If your site is actually compatible with IE8 and written using web standards then you can of course opt out of this (you’ve probably already guessed the solution), by adding a meta tag to the page. Anyone that’s been following this story will probably recognise the following:

<meta http-equiv="X-UA-Compatible" content="IE=8" />

Argh, so we’re now back to square one. If I want to ensure that my site doesn’t get added to this incompatible list, I’ll have to add a meta tag?

It’s not as bad as their original proposal but is a huge step backwards from where we thought IE8 was going to be at. Microsoft are worried about IE8 breaking the web in the same way that IE7 was perceived to have done but in my opinion this is only likely to cause bigger problems further down the line.

Maybe using the HTML5 doctype could automatically prevent a site being added to the incompatible list and trigger standards mode?


What are your thoughts on this news? As you’ve probably gathered, I’m strongly against the idea and whilst I gave great credit to Microsoft for their previous announcement, this is now a huge step backwards.

For further information, an interesting article on the subject has also been written by Craig Buckler over at Sitepoint.

5 comments on “IE8 – The Return of the Meta Tag

  1. Dan Schulz

    One slight problem with the HTML 5 DOCTYPE idea, Dave – HTML 5 isn’t even a finalized recommendation. I’m still guessing we’ll have to wait another 7-10 years before it becomes “deployable” in the real world.
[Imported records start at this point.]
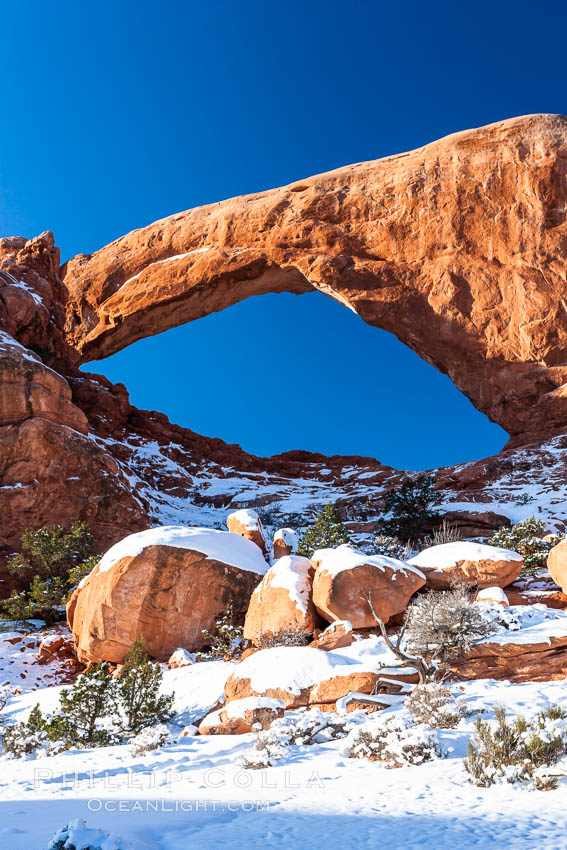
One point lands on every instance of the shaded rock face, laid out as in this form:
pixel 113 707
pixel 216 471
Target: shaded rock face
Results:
pixel 51 471
pixel 536 662
pixel 457 247
pixel 165 593
pixel 468 563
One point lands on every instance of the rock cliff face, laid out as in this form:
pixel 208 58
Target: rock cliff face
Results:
pixel 459 248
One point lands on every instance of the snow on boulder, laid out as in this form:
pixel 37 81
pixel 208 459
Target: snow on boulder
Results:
pixel 303 676
pixel 473 563
pixel 557 565
pixel 286 541
pixel 336 636
pixel 242 715
pixel 493 595
pixel 344 578
pixel 248 524
pixel 283 600
pixel 181 658
pixel 167 584
pixel 529 643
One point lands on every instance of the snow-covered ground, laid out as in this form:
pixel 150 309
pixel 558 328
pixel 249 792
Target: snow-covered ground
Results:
pixel 195 793
pixel 179 491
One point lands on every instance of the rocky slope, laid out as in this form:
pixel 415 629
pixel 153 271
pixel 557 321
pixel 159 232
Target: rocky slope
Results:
pixel 458 248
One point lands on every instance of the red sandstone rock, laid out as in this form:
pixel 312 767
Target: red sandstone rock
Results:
pixel 473 563
pixel 455 247
pixel 283 600
pixel 242 716
pixel 344 578
pixel 167 593
pixel 557 564
pixel 285 542
pixel 336 636
pixel 248 524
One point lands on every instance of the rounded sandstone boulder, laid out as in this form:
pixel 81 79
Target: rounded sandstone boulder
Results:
pixel 472 563
pixel 167 584
pixel 248 524
pixel 346 581
pixel 242 716
pixel 557 565
pixel 283 600
pixel 286 541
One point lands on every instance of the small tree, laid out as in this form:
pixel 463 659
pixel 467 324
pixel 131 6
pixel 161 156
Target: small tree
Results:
pixel 82 708
pixel 25 738
pixel 517 751
pixel 52 551
pixel 440 627
pixel 443 625
pixel 43 599
pixel 51 559
pixel 525 539
pixel 411 506
pixel 226 640
pixel 327 532
pixel 137 691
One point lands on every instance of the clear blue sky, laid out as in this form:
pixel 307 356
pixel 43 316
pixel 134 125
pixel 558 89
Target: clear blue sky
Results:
pixel 117 113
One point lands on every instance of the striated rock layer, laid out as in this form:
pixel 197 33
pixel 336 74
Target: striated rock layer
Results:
pixel 458 248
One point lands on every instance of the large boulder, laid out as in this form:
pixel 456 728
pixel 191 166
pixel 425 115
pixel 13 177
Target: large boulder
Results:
pixel 532 648
pixel 286 541
pixel 303 676
pixel 248 524
pixel 283 600
pixel 557 565
pixel 167 584
pixel 444 246
pixel 345 579
pixel 241 716
pixel 472 563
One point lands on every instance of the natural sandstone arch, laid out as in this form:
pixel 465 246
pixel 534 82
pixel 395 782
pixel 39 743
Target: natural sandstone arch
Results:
pixel 459 248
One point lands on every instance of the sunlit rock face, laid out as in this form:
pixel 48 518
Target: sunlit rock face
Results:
pixel 458 248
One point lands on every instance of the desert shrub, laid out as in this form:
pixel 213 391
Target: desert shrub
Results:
pixel 51 560
pixel 442 626
pixel 82 569
pixel 525 539
pixel 327 532
pixel 226 640
pixel 433 704
pixel 77 836
pixel 309 727
pixel 136 693
pixel 24 739
pixel 52 551
pixel 411 508
pixel 151 739
pixel 85 710
pixel 285 637
pixel 4 697
pixel 395 742
pixel 392 547
pixel 444 534
pixel 43 599
pixel 518 750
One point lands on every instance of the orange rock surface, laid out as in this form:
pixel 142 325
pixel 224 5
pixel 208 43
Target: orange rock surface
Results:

    Until then it’s just a proposed spec under development.

    I also thought that the “compatibility list” was only triggered when enough people “reported” it to Microsoft. Should that be the case, then sites like eBay and Amazon.com would be able to breathe a sigh of relief while we can go about our own work ensuring that the Web is written to comply with the specifications and standards (uhm, I mean “recommendations” ;)).
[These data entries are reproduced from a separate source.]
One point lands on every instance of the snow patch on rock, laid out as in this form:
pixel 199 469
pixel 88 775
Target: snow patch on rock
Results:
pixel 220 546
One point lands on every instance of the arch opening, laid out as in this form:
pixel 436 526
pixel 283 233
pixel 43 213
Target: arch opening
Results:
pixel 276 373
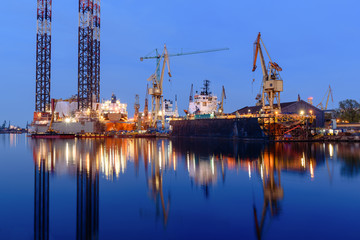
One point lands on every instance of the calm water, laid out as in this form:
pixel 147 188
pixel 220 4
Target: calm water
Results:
pixel 162 189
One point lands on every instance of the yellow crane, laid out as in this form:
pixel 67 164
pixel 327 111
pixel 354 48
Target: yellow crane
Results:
pixel 272 83
pixel 328 94
pixel 156 91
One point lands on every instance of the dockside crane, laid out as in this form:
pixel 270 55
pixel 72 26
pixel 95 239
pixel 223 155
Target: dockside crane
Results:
pixel 156 91
pixel 329 94
pixel 158 57
pixel 272 83
pixel 146 107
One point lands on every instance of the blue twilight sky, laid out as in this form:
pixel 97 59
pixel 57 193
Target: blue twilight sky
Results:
pixel 314 41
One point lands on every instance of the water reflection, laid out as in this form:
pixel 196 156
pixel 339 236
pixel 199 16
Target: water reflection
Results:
pixel 206 164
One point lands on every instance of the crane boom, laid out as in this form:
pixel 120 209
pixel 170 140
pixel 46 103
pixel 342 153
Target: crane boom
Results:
pixel 158 56
pixel 272 83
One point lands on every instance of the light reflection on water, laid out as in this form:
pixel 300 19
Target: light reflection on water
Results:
pixel 204 189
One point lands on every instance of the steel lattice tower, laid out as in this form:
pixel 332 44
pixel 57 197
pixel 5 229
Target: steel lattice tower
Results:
pixel 85 52
pixel 96 51
pixel 43 56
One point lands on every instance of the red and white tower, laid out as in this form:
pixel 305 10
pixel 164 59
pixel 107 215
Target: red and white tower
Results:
pixel 89 54
pixel 96 50
pixel 43 56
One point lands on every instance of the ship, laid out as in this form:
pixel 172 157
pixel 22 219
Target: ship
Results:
pixel 205 119
pixel 203 103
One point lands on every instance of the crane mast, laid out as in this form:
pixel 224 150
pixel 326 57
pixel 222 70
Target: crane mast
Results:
pixel 272 83
pixel 157 90
pixel 146 106
pixel 329 94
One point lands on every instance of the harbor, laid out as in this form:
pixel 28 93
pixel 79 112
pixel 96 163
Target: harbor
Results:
pixel 172 120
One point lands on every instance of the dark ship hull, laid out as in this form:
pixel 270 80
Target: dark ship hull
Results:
pixel 237 128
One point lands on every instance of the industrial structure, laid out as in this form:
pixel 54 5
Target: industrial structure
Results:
pixel 43 56
pixel 328 94
pixel 158 57
pixel 89 54
pixel 272 84
pixel 157 90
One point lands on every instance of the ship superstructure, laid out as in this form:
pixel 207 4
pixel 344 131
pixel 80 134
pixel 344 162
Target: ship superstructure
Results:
pixel 205 102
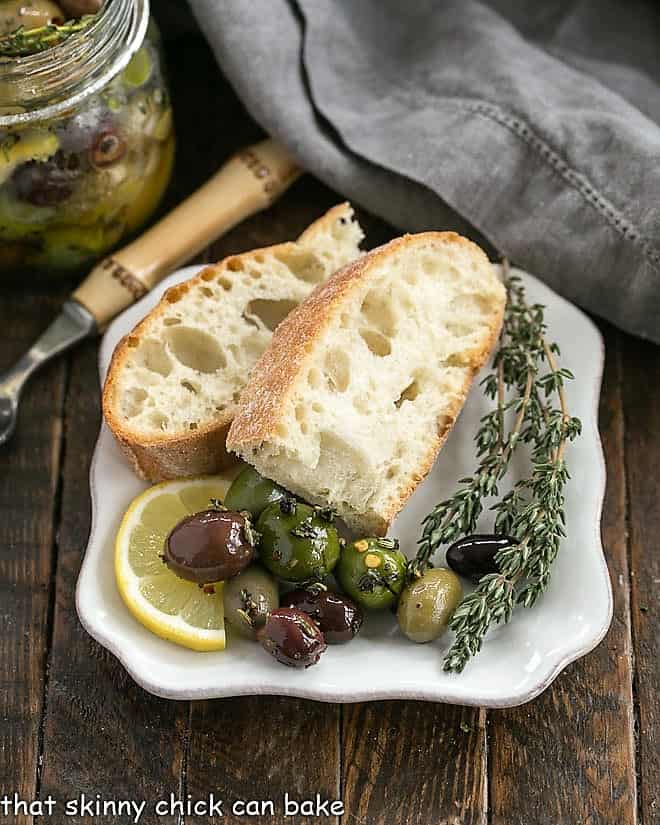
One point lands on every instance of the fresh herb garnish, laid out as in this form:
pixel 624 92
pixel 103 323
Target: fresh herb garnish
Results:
pixel 24 42
pixel 526 381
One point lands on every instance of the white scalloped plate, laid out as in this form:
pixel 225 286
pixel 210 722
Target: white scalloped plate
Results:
pixel 518 660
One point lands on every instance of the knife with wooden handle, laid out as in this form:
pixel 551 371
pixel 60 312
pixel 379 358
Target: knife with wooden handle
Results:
pixel 248 183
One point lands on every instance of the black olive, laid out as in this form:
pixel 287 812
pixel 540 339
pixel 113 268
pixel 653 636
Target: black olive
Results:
pixel 474 556
pixel 47 183
pixel 339 618
pixel 108 148
pixel 77 8
pixel 292 638
pixel 210 546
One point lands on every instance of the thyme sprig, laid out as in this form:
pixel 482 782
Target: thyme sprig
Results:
pixel 527 383
pixel 23 42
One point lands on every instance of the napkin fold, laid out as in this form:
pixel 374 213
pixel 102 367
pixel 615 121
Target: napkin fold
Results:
pixel 538 124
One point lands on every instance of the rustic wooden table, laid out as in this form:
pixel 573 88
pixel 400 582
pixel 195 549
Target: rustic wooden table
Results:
pixel 72 721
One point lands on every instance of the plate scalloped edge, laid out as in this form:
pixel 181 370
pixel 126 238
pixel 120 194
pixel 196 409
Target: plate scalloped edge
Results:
pixel 97 617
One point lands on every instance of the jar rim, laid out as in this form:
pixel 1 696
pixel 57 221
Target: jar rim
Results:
pixel 109 44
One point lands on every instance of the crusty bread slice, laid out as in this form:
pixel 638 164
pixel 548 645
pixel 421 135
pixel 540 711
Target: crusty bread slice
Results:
pixel 174 382
pixel 361 384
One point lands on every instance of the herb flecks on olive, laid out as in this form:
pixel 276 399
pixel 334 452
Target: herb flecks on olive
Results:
pixel 339 618
pixel 249 598
pixel 210 546
pixel 372 571
pixel 427 604
pixel 297 545
pixel 292 638
pixel 474 556
pixel 252 492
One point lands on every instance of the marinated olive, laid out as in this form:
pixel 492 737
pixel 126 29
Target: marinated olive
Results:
pixel 372 571
pixel 292 638
pixel 298 543
pixel 107 149
pixel 30 15
pixel 474 556
pixel 210 546
pixel 252 492
pixel 427 604
pixel 77 8
pixel 339 618
pixel 249 598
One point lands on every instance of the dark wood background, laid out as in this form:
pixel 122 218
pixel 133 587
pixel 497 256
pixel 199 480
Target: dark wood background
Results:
pixel 72 721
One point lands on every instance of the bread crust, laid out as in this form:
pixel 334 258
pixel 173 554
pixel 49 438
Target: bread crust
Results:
pixel 202 451
pixel 274 377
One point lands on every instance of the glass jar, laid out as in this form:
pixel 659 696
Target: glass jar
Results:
pixel 86 143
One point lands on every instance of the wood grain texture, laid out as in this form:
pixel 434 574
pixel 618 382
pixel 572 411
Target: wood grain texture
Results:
pixel 642 416
pixel 405 763
pixel 29 473
pixel 102 733
pixel 568 756
pixel 261 747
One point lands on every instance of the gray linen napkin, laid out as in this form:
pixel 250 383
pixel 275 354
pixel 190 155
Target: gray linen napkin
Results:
pixel 538 123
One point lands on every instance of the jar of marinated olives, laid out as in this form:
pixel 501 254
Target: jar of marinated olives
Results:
pixel 86 136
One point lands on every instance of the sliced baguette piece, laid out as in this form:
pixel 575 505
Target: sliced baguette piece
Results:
pixel 361 384
pixel 174 382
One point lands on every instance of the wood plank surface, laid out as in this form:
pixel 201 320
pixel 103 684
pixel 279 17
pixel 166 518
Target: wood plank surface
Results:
pixel 72 721
pixel 102 733
pixel 568 756
pixel 414 762
pixel 29 477
pixel 642 416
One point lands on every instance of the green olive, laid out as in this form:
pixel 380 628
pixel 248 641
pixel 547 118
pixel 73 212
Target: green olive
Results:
pixel 427 604
pixel 372 571
pixel 249 598
pixel 298 542
pixel 252 492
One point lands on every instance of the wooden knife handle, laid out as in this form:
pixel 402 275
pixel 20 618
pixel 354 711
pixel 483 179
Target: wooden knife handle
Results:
pixel 246 184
    Oy… and I thought my mom’s medical problems as of late were a literal pain in my backside.

  2. K. Adam Christensen

    As a web developer, I kinda feel your pain. If however, you think about the end user who would even use IE, you can see that it would be way more frustrating for them, and there’s a lot more of them out there.

    Because IE6 and IE7 have most of the market share, the web is built to work with those browsers. Because IE6 and 7 are pains in the ass, a lot of times, people use filters and hacks to make it work for those browsers. Now you and I know those hacks are a bad idea, but the web is full of that kind of code, and IE8 is built to work with the crappy sites.
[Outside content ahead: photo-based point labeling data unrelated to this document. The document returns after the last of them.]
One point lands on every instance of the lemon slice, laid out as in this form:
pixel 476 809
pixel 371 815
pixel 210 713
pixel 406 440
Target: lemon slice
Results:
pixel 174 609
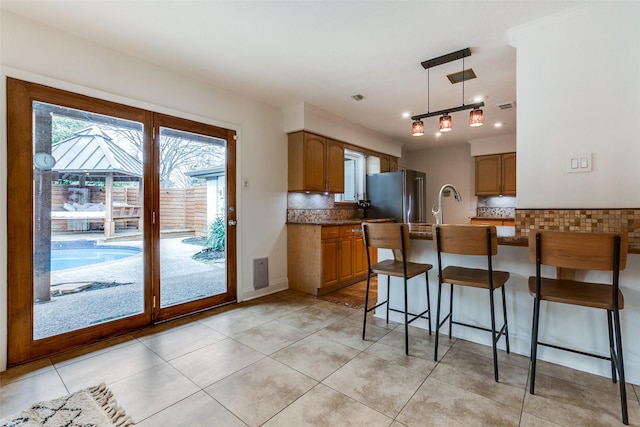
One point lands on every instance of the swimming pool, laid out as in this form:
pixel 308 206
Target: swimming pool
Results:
pixel 73 254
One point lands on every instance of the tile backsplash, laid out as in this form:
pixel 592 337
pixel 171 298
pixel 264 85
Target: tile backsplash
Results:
pixel 598 220
pixel 496 207
pixel 302 207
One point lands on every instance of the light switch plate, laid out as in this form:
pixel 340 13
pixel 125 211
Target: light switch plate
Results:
pixel 581 162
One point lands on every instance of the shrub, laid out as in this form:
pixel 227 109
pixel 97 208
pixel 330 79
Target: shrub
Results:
pixel 216 238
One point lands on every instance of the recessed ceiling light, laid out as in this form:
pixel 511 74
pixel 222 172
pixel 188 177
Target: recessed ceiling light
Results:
pixel 478 98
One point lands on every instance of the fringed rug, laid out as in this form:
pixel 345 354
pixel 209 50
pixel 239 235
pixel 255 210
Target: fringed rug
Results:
pixel 90 407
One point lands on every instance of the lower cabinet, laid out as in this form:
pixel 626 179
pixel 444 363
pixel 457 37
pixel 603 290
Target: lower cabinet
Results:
pixel 325 258
pixel 494 221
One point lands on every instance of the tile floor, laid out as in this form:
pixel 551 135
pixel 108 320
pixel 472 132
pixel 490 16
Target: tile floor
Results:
pixel 290 359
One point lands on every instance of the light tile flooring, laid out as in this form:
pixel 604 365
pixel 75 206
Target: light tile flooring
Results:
pixel 293 360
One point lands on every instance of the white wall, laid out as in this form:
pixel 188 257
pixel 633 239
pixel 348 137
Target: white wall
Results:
pixel 493 145
pixel 448 165
pixel 36 53
pixel 314 119
pixel 578 90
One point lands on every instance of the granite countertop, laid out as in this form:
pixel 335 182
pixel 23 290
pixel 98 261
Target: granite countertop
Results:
pixel 507 236
pixel 350 221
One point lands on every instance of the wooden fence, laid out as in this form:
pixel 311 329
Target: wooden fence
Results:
pixel 180 208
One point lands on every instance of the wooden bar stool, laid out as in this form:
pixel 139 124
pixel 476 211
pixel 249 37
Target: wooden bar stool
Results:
pixel 394 236
pixel 582 251
pixel 472 240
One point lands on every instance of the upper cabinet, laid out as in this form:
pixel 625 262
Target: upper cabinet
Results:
pixel 316 163
pixel 388 163
pixel 496 175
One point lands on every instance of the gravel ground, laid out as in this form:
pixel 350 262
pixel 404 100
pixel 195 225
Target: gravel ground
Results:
pixel 120 289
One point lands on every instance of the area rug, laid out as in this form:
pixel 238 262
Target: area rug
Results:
pixel 93 406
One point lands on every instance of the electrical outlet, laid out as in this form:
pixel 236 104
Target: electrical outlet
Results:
pixel 580 163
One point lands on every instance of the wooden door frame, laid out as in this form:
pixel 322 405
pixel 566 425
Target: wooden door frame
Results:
pixel 20 294
pixel 172 122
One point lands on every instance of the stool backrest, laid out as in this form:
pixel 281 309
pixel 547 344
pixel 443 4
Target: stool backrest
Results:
pixel 387 235
pixel 578 250
pixel 465 239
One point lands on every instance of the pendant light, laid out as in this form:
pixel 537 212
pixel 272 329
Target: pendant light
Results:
pixel 476 118
pixel 418 128
pixel 446 123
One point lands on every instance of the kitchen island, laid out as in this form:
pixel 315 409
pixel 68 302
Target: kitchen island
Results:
pixel 569 326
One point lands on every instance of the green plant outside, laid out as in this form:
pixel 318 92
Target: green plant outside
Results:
pixel 216 237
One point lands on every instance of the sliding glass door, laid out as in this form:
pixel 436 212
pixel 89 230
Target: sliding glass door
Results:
pixel 118 218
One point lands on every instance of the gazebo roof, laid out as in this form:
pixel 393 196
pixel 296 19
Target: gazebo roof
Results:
pixel 92 153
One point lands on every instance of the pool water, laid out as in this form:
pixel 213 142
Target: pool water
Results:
pixel 64 258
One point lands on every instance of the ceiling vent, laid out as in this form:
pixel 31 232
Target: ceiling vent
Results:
pixel 461 76
pixel 507 105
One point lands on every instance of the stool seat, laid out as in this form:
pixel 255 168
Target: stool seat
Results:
pixel 470 241
pixel 580 251
pixel 595 295
pixel 396 268
pixel 475 277
pixel 394 236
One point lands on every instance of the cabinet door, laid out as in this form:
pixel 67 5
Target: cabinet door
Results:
pixel 346 259
pixel 330 262
pixel 509 174
pixel 384 164
pixel 488 175
pixel 314 162
pixel 335 166
pixel 393 164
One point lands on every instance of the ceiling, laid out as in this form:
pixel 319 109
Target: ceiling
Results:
pixel 285 53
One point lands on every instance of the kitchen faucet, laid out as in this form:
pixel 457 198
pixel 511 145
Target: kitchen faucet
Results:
pixel 438 213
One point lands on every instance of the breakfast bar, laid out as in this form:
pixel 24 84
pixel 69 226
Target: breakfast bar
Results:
pixel 580 327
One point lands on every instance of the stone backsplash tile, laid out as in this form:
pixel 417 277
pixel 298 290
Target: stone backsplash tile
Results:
pixel 493 212
pixel 597 220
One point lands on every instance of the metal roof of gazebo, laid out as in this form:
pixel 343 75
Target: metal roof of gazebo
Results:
pixel 93 154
    So now if IE8 comes out and then most of the web doesn’t work on it, now there’s a big mess. Not cool.

    This does mean that those of us who follow standards and good coding practices are going to have to add a tag. But our reward? A better browser to develop against.

    I’m looking forward to people upgrading to IE8 so that IE6 and IE7 can finally die…and die they must! But that can only happen if people trust in IE8 and not uninstall it for IE6 and IE7.

    I find http://www.joelonsoftware.com/items/2008/03/17.html is a great article on this point.

  3. James Hopkins


    > “It’s now going to be up to the community to decide whether or not a web page should appear in IE7 mode…”

    Technically yes, it will be. However only ‘high-volume’ sites will appear on this list.

    Sites are blacklisted on a per domain basis, *not* on a per page basis.

    Users of IE8 are not automatically opted-in to Compatibility View; upon initial install, they are prompted as to whether or not or not they want to use the feature. Based on the appalling lack of documentation aimed at those end-users, I’d suggest that most users won’t bother anyway (unless the option is ticked by default, which I’m not sure of).

    > “If your site is actually compatible with IE8 and written using web standards then you can of course opt out of this…”

    If you’ve written your site using valid HTML, why would your site appear on the list in the first place? One major issue (which lies with site authors) is the use of the IE (all-versions) Conditional Comment Operator – I’ve seen many sites break because of this.

    On a seperate note, if IE8 fully supported the CSS 2.1 spec (which it doesn’t), then we could elimate the possibility of users switching on IE7 Mode due to spec violations/bugs in Standards Mode.